New Delhi, July 7, 2017
Continuing to tighten norms for participatory notes, markets regulator Sebi today came out with guidelines for issuance of such instruments where the underlying assets are derivatives.
"The ODI issuing FPIs shall not be allowed to issue ODIs with derivative as underlying, with the exception of those derivative positions that are taken by the ODI-issuing FPI for hedging the equity shares held by it, on a one to one basis," Securities and Exchange Board of India (Sebi) said in a circular.
The regulator has also clarified on existing ODIs (Offshore Derivative Instruments), also known as participatory notes, where the underlying assets are derivatives.
In such cases, where the underlying derivatives position are not for purpose of hedging the equity shares, the issuing FPI (Foreign Portfolio Investor) has to liquidate such ODIs latest by the date of maturity or by December 31, 2020, whichever is earlier.
Sebi also advised ODI-issuing FPIs to liquidate such ODI instruments prior to the timeline.
In the case of issuance of fresh ODIs with derivatives as underlying, Sebi said a certificate has to be issued by the compliance officer (or equivalent) of the ODI-issuing FPI.
It should be certified that the derivatives position, on which the ODI is being issued, is only for hedging the equity shares held by it, on a one-to-one basis.
"The said certificate shall be submitted along with the monthly ODI reports," the regulator added.

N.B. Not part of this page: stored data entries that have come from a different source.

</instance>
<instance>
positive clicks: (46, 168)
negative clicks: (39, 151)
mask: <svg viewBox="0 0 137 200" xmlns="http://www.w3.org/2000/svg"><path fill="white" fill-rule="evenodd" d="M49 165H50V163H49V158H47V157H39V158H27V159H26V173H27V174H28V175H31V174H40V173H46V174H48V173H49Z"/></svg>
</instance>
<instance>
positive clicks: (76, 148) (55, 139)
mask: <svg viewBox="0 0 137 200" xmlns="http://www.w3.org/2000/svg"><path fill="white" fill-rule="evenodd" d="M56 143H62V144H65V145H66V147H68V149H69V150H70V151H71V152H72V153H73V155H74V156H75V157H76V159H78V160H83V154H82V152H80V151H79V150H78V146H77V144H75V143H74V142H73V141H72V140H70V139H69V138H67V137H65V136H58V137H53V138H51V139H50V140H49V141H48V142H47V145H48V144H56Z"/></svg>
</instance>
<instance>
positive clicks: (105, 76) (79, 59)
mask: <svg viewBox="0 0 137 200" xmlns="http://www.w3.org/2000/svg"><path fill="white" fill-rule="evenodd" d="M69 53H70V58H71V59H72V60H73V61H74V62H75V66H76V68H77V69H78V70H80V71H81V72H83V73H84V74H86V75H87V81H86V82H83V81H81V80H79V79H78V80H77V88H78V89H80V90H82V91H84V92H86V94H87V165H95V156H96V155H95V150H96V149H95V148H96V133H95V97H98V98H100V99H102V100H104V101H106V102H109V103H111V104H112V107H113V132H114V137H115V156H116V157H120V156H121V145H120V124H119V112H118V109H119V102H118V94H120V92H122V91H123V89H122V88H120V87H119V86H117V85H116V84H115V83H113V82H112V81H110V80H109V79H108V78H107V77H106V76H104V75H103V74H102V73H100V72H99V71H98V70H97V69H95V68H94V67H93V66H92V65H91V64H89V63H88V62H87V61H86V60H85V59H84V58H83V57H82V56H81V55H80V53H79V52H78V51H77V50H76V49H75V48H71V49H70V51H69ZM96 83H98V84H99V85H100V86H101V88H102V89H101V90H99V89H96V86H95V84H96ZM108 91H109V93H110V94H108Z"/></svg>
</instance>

As per Sebi, the term "hedging of equity shares" means taking a one-to-one position in only those derivatives which have the same underlying as the equity share.
Last month, Sebi tightened P-Note norms by levying a fee of USD 1,000 on each instrument and barred their issuance for speculative purposes to check any misuse for channelising black money.
At the same time, the regulator also decided to relax the entry norms for foreign portfolio investors willing to invest directly in Indian markets rather than through participatory notes.